The Breast Immunology Laboratory is newly established at the Dana-Farber Cancer Institute/Harvard Medical School in Boston, MA, as part of an initiative to be the preeminent breast tumor immunology/immunotherapy program in the country. Our laboratory will bridge the clinical breast oncology program with the basic and translation breast cancer immunology laboratory efforts at Dana-Farber under the supervision of the new Director of the Breast Immuno-Oncology Program, Elizabeth Mittendorf, MD, PhD and the Director of the Breast Immunology Laboratory, Jennifer Guerriero, PhD. The laboratory will have a high priority on understanding resistance to T-cell immunotherapy, identification of novel immunotherapy targets, linking pre-clinical work to clinical trials, correlating clinical trial outcomes with changes in the tumor microenvironment and analyzing human tumors to inform pre-clinical work. The laboratory will have an emphasis on translating laboratory findings into clinical trials. Our major goal is to understand the complex breast tumor microenvironment to design/develop new therapies to enhance patient care. We work closely with the outstanding basic scientists, translational researchers and clinical trialists across the Harvard system to advance the science of our basic investigators to the clinic, then take observations/specimens from the clinic back to the laboratory.

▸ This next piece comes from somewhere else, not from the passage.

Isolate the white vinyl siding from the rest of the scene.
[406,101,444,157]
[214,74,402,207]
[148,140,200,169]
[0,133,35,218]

Some of our major projects include:
Targeting ESR1 Mutations in Estrogen Receptor (ER)-Positive Breast Cancer with Vaccination Funding: The Parker Institute for Cancer Therapy The major goals are to identify ESR1 mutations that can be targeted by vaccination to eliminate ESR1 mutant clones, restoring sensitivity to endocrine therapy.

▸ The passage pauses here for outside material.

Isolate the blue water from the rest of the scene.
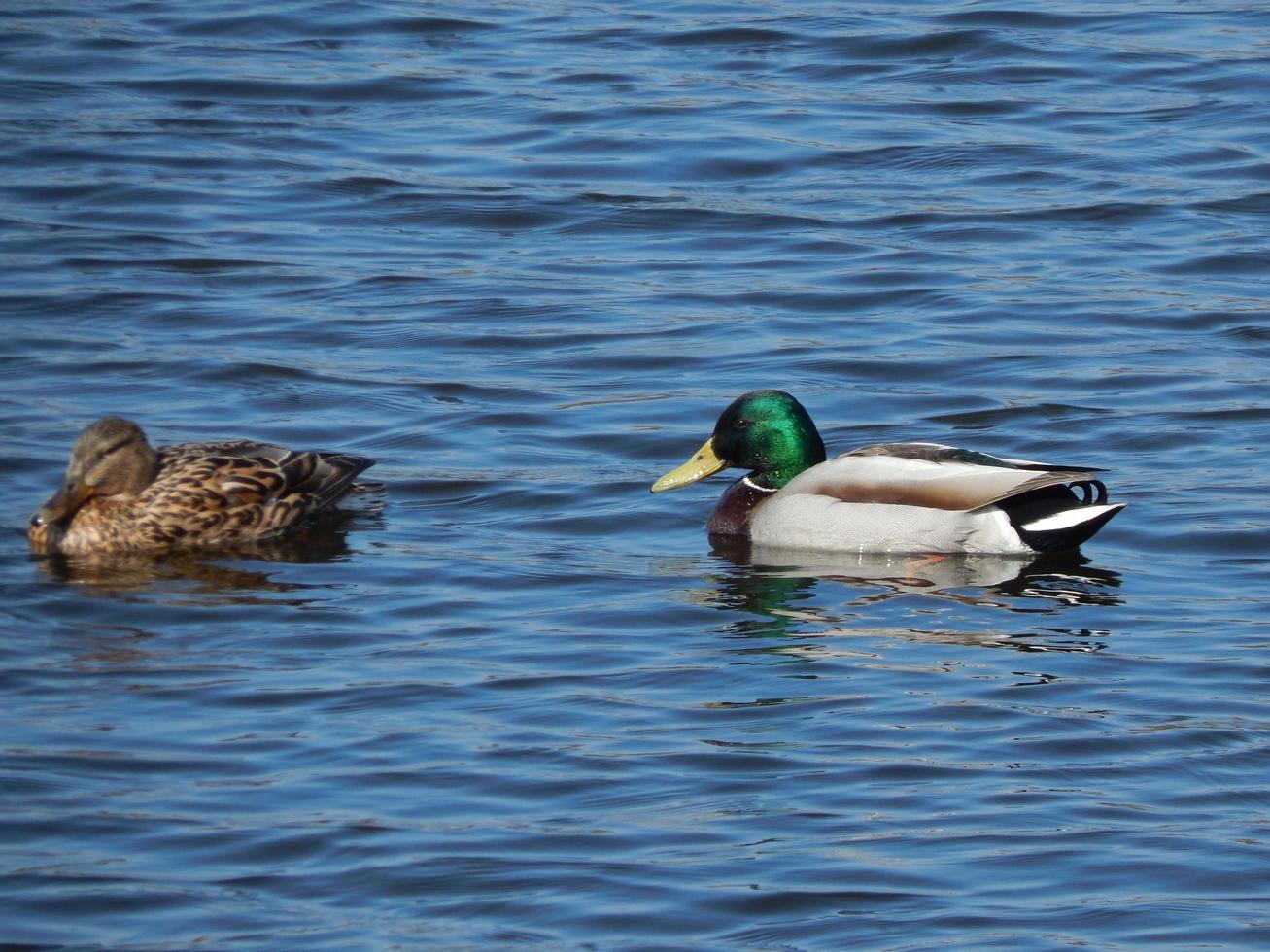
[0,0,1270,949]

Harnessing macrophages in advanced breast cancer to combat drug resistance Funding: Susan G. Komen The major goals are to harness tumor associated macrophages to overcome drug resistance in triple negative breast cancer.

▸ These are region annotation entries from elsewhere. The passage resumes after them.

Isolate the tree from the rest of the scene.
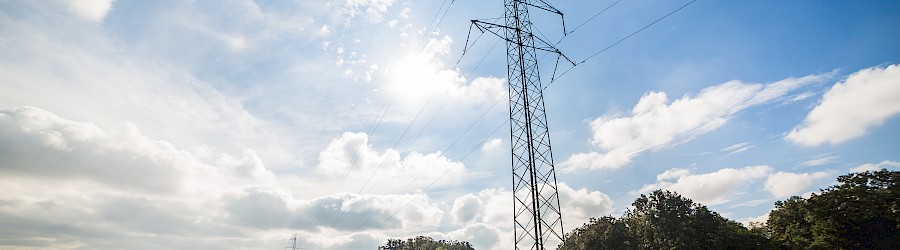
[560,190,771,249]
[767,169,900,249]
[378,236,474,250]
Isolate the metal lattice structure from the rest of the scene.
[472,0,571,250]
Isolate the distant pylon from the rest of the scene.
[467,0,574,250]
[284,233,301,250]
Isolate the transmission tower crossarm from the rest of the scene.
[472,20,574,56]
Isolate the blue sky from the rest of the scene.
[0,0,900,249]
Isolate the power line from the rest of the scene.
[544,0,697,85]
[313,91,397,228]
[568,0,622,39]
[419,0,456,51]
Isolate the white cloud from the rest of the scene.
[316,132,472,193]
[632,166,772,206]
[225,187,444,232]
[481,138,503,151]
[344,0,394,22]
[765,172,829,198]
[800,155,841,167]
[786,64,900,146]
[850,161,900,172]
[719,142,753,155]
[65,0,116,21]
[561,75,828,172]
[558,183,613,230]
[450,194,483,225]
[384,35,507,122]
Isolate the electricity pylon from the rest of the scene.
[466,0,574,250]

Mapping the diversity of tumor macrophages in triple negative breast cancer (TNBC) using single cell analysis Funding: U54 (Overall PI: Peter Sorger) The overall goals are to characterize the diversity and function of tumor associated macrophages using single cell approaches including single cell RNA-seq and tissue based CyCIF.
We are engaged in research with several major pharmaceutical companies to 1) Develop or characterize novel therapeutic strategies for breast cancer; and 2) Analyze clinical specimens from before treatment, after treatment, and during resistance, to determine mechanisms of resistance to therapy.